Student: Rebecca Kane, G00320698
Module: Emerging Technologies / 4th Year
Lecturer: Dr Ian McLoughlin
Project Specification
Digit Recogniser is a web application that will recognise digits in images uploaded by a user. The project was developed in Python3, using Flask and TensorFlow. The front-end was built using HTML, Bootstrap and jQuery.
The MNIST database was used to train the neural network model. The database contains 70,000 handwritten digits, 60,000 for training and the remaining 10,000 for testing. This project was trained using 2,500 images from the training set.
-
Create a web application in Python to recognise digits in images.
-
Users can visit the web application through their browser and submit or draw an image containing a single digit.
-
The web application will respond with what it thinks the user's digit is.
To clone this repository to your own machine, open the command line in the directory you wish to clone into and run git clone https://github.com/rebeccabernie/EmergingTechProject.git
- the checkpoints folder (explained below) is around 40mb in size so the repository may take a few minutes to download. Once the project has been cloned, type cd EmergingTechProject
to open the project's directory.
The project requires Python 3, Flask, and TensorFlow. If you haven't got Python 3 installed, I'd recommend using a distribution like
Anaconda, which simplifies installation and can be used to manage packages and updates. Pillow and Numpy are used by the program to process and manipulate a given image into the right format for TensorFlow to perform operations on, so these libraries are also required. To install any of the above, run pip3 install xyz
on the command line in the project folder, where xyz is the component to be installed - e.g. pip3 install pillow
.
See full installation guides for each of the components for more detail: Flask, TensorFlow, Pillow, Numpy.
Note that the Numpy guide contains information for SciPy's other packages, which are not needed - only Numpy is required.
The training process for this neural network can take some time - in one case training on 5000 images, took over an hour. Standard machines may also freeze during the process. Even on a powerful machine the process would still take too long from a user's point of view, so I've included the model's checkpoints in the repository. The checkpoints folder contains the saved model training information so the network doesn't have to be trained on every run - if the folder is not present, run the mnist.py
file - this will train the model on the MNIST training images. Once complete, home.py
can be run as normal.
With current settings, the model is between 97 and 99% accurate. This is achieved using only 2,500 images of the available 20,000. If you'd like the best possible accuracy, increase the range(2500)
on line 80
of mnist.py
and re-run the mnist.py
file - this will retrain the model and save the new checkpoints. According to the TensorFlow tutorial, the highest accuracy this method gives is 99.2% by training all 20,000 images. Bear in mind that a high number will take much longer, and will also tend to make less of a difference to the end accuracy percentage - 1,500 has an accuracy of around 96%, 3,000 is about 98%, 10,000 may only be 98.5% and so on.

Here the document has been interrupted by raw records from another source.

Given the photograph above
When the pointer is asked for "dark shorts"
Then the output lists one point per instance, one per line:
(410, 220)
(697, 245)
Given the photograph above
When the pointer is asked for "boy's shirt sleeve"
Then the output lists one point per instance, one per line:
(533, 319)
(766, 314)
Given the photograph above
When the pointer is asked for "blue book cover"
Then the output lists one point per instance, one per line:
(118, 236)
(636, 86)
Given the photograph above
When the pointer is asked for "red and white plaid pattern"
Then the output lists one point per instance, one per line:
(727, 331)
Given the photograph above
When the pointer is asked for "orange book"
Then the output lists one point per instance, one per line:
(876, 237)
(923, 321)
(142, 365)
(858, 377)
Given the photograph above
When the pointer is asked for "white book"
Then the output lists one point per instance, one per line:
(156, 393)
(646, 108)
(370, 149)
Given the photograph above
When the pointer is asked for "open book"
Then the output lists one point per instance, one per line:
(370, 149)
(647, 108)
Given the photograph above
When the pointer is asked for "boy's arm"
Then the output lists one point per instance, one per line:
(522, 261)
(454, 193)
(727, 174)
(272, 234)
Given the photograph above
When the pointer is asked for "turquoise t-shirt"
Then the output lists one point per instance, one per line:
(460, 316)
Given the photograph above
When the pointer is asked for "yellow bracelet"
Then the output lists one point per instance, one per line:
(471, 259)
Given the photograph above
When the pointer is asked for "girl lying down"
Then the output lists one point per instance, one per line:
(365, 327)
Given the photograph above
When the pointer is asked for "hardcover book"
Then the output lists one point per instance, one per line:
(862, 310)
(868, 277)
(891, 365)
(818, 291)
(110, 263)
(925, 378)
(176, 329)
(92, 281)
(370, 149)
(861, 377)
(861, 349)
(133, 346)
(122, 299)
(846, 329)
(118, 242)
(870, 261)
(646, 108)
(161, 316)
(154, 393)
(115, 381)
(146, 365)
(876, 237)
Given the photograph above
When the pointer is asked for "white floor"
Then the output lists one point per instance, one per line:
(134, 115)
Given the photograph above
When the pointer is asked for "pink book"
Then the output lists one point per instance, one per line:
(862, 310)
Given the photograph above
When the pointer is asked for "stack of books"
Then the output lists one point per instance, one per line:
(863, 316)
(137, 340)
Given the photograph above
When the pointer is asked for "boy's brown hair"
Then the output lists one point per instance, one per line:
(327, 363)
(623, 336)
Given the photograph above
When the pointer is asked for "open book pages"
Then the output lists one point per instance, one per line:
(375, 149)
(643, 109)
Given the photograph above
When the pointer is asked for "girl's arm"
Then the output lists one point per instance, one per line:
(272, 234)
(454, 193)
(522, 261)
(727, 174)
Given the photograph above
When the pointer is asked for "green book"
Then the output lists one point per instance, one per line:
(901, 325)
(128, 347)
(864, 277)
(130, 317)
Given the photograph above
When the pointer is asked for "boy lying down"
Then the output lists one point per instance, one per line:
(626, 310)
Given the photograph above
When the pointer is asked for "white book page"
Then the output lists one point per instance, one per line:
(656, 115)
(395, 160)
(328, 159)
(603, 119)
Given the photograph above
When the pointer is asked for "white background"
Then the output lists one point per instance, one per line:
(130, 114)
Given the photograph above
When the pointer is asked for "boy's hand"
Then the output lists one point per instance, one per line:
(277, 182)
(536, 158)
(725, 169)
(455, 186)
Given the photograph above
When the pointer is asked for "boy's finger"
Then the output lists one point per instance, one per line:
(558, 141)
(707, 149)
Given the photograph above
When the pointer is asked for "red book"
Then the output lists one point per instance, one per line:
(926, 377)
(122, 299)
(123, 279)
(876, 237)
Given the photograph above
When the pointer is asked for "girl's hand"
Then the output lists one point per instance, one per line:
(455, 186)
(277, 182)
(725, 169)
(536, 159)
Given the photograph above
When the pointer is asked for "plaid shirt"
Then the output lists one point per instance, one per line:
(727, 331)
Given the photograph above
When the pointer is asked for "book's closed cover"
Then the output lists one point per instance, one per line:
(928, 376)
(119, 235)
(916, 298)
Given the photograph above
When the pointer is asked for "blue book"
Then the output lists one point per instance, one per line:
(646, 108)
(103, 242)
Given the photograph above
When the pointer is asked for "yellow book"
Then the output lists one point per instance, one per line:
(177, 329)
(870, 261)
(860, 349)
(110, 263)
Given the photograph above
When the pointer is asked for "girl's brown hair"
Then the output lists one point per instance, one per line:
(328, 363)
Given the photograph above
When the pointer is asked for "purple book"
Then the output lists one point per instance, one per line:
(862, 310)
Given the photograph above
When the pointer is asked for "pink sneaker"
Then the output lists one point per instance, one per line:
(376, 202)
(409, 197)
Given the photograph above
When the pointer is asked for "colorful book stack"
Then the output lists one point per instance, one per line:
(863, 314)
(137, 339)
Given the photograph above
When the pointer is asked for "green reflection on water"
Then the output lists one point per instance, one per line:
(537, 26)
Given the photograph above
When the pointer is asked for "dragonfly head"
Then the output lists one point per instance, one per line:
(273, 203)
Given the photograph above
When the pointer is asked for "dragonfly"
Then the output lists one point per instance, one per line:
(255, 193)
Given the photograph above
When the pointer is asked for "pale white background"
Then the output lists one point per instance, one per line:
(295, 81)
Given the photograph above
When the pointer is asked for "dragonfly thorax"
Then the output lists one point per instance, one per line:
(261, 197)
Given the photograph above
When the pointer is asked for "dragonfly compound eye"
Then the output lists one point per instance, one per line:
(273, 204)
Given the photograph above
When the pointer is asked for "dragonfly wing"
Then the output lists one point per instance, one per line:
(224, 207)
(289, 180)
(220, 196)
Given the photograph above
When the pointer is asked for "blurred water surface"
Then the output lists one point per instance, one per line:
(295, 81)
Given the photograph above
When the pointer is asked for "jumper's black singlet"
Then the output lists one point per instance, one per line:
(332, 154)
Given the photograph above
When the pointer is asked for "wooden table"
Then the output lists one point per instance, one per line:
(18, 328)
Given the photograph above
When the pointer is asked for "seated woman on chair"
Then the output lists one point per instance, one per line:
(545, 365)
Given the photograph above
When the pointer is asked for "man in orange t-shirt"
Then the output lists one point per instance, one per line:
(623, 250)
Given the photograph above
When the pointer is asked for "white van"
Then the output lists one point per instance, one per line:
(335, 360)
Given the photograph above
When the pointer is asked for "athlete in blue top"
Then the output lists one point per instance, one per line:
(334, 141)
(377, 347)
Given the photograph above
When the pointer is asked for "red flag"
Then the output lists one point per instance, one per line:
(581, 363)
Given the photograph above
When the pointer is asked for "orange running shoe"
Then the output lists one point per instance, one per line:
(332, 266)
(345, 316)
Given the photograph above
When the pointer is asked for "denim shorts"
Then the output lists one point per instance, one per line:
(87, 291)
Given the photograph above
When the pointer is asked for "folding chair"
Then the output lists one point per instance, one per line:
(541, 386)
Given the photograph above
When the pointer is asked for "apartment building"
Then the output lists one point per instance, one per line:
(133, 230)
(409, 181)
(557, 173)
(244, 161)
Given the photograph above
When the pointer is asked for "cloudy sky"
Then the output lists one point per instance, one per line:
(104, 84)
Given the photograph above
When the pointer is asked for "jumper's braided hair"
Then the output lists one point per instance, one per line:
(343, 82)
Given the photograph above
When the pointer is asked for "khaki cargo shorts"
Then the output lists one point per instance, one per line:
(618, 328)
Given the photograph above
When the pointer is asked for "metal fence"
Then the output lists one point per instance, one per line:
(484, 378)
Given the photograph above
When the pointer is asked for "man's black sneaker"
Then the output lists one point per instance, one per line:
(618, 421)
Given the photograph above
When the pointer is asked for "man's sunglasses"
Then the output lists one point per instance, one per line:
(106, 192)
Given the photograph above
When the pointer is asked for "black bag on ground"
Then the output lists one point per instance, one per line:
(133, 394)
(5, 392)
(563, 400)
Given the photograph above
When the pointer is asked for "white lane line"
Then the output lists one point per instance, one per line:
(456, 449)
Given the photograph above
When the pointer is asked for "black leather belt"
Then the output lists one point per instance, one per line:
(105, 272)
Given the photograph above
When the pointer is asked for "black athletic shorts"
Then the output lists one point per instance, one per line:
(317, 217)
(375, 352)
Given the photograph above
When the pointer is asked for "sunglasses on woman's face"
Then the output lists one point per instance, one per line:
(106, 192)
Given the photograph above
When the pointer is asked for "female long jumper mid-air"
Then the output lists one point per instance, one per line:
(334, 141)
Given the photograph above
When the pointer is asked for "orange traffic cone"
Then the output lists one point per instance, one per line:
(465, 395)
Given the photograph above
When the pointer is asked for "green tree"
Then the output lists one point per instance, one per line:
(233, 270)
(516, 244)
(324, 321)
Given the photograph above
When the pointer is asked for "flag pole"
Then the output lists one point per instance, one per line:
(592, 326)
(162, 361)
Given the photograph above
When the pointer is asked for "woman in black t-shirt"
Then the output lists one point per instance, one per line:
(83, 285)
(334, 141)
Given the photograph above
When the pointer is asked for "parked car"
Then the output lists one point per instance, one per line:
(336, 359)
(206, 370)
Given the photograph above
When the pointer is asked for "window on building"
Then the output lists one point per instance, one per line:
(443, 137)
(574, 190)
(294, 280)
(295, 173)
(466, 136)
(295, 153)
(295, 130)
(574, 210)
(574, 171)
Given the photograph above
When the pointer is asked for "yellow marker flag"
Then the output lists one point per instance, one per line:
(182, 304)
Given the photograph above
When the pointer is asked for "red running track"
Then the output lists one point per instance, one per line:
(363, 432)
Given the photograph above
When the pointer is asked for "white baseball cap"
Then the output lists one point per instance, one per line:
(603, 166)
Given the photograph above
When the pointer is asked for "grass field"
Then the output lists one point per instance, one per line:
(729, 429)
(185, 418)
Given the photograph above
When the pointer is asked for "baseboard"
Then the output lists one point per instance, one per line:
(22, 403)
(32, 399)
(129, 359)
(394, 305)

- Once the project has been set up as described above, run
home.py
and open a browser window to http://127.0.0.1:5000/. - Use the
Choose File
button to select an image from your computer. I've included 500 sample MNIST test images in the SampleImages folder to choose from. These images have not been used in the training of the model and are therefore suitable for testing. - Click the
Upload File
button. The program's prediction will appear in the Prediction section.
This project uses the training images contained in the MNIST database of handwritten digits to train a neural network to recognise patterns in images uploaded by the user. The network is trained on 2,500 images, retraining the network after each batch of 50 images.
TensorFlow's examples
module provides access to various example datasets, one of which is the MNIST set. The data is imported in the mnist.py
file in one hot encoded format, a format better suited to machine learning. A one hot vector is a vector that has many dimensions, one containing a 1 and the rest containing 0s. A 1 indicates that the vector is that category. In terms of MNIST, a digit n
is represented as a 1 in the nth
column. This data might look like:
0 | 1 | 2 | 3 | 4 | 5 | 6 | 7 | 8 | 9 | |
---|---|---|---|---|---|---|---|---|---|---|
Digit x | 0 | 0 | 0 | 1 | 0 | 0 | 0 | 0 | 0 | 0 |
Digit y | 0 | 0 | 0 | 0 | 0 | 0 | 0 | 1 | 0 | 0 |
Digit z | 1 | 0 | 0 | 0 | 0 | 0 | 0 | 0 | 0 | 0 |
In this example, digit x is a 3, y is a 7 and z is a 0.
Once the data is imported, the input, first convolutional, second convolutional, densely connected, and output layers are created. The model is then evaluated and trained. Once trained, the model can be tested against unseen MNIST data to give an accuracy reading. Finally, the program saves certain variables in the checkpoints file, which means the model only has to be trained once - after the first train, saved checkpoints are imported in the runMnist.py
file and eliminate the need to train the model again.
The neural network runs into issues when given particularly "messy" digits, such as the following two examples:
The first digit is classed as a 3, but is very similar to a skewed 8. The second is a 6, but looks similar to a 0.
For most of the MNIST images, the predictions are accurate.
I also came across an issue when testing with images drawn in Microsoft Paint. Images were 28x28 pixels in size and appear clear to the human eye, but the program was unable to predict digits correctly. See below:
Other than these issues, the program runs fine and predicts digits with close to 99% accuracy.